The Chinese are willing to bring the hammer down. The Americans and the Europeans, not so much. Draconian fines are theoretically possible for data privacy violations in the EU, California, and elsewhere in the West but are not imposed. In China, on the other hand, ride-hailing giant DiDi was hit with a $1.2 billion fine, close to the cap of 5% of annual revenue. Not that DiDi didn’t deserve it – regulators have identified 64 BILLION separate data collection violations.

Are you still looking at the puny fines handed out to everybody who is not a vilified American tech giant? Sooner or later, the regulators will start using their power. So you might as well get on top of any problematic data collection habits now.

Pay attention to the rules

It’s probably time to start paying attention to the rules. Inspired by the Silicon Valley ethos of moving fast and breaking things, many organizations have been rolling out technology without much concern for existing rules and regulations.

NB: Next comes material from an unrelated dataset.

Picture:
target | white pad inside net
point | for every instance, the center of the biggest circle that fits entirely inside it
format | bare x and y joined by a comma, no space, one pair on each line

Uber, Airbnb, and the myriad e-scooter startups are on the back foot all over Europe as the state reasserts its authority. Even in the U.S., regulators have started to put their foot down. Tesla is having to reprogram 50,000 vehicles that were intentionally programmed to disrespect stop signs. If the car was driving slowly and couldn’t see anybody else around an intersection, it would ignore the stop sign and continue into the intersection. That’s illegal, but humans do it all the time. It turns out authorities were less than thrilled to see bad human behavior programmed into Tesla’s cars.

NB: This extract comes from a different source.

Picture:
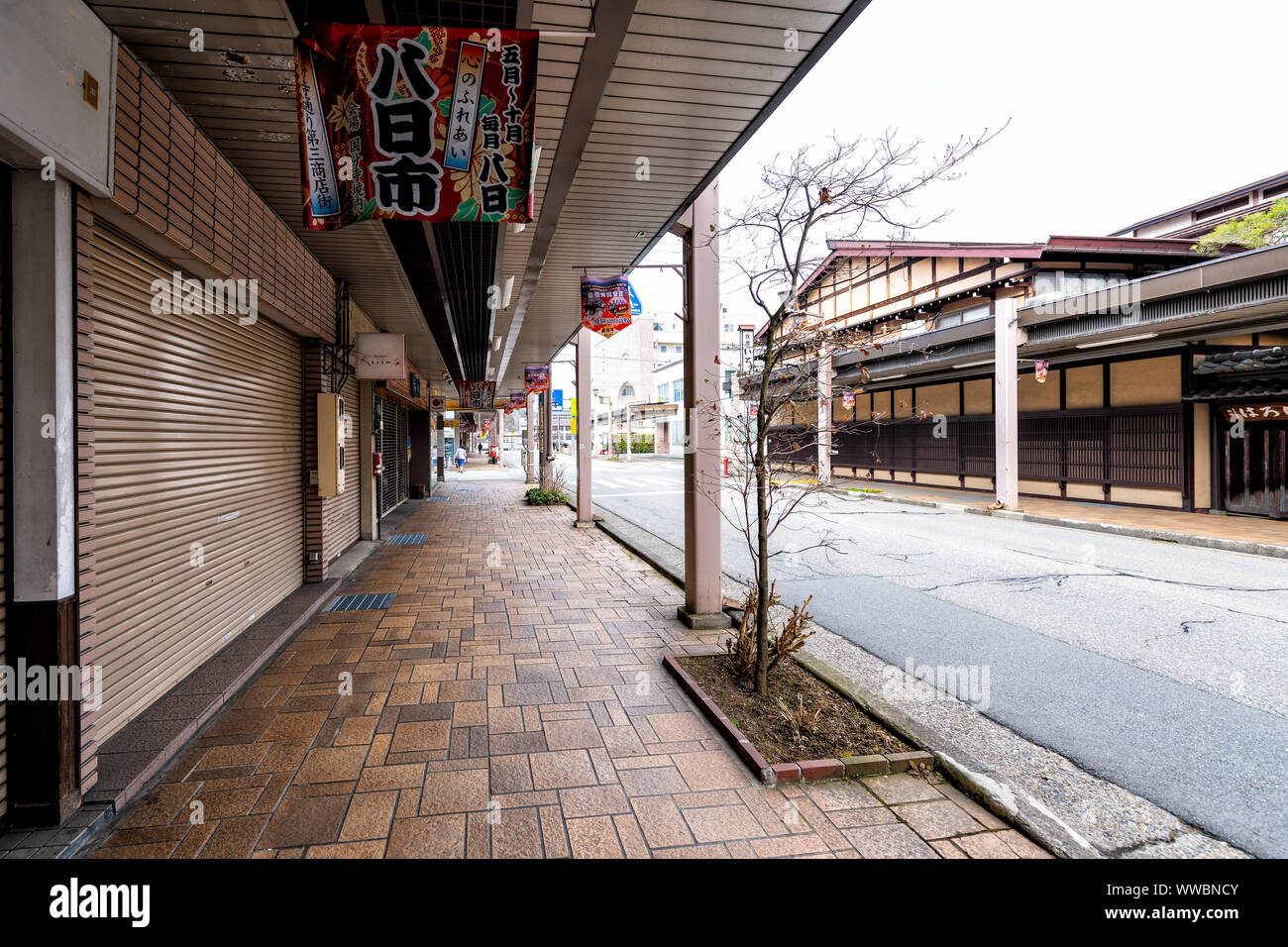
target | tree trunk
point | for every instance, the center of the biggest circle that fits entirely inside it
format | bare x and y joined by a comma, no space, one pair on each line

We have rules for a reason. Some of them are ridiculous (like the ubiquitous cooking consent), but good citizenship includes adhering to the rules until you can persuade the rule-maker to change them. Don’t be like Tesla.

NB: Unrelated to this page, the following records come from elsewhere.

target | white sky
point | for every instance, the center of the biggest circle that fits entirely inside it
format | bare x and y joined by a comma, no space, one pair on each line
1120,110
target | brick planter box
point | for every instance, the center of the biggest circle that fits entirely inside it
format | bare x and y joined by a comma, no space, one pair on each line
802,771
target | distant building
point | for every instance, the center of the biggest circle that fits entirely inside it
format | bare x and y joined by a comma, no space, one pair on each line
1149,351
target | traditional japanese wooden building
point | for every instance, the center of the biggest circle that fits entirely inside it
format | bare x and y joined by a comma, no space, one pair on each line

Are your AI Projects Legal?

Because the IT industry has failed to agree on any meaningful guidelines for AI usage, regulators are now stepping in. In order to get the attention of the global giants, the proposed EU regulation is threatening with GDPR-style fines of up to 6% of global sales. The rules outlaw some usage, like real-time facial recognition, and place strict limits on other uses. For “high-risk” use by police and courts, companies must provide risk assessment and documentation of how the system comes to its recommendations.

In the US, the Federal Trade Commission has also just weighed in. In a blog post, they clarified that selling or using biased AI might constitute “unfair or deceptive practice” and be subject to fines.

As a CIO or CTO, check who is responsible for ensuring your AI projects adhere to all relevant regulations. Each individual project cannot be responsible for keeping up with rapidly developing global regulations. If you have not appointed someone to keep watch over your AI project, the blame will end on your desk when your organization is found to violate AI regulations you weren’t even aware of.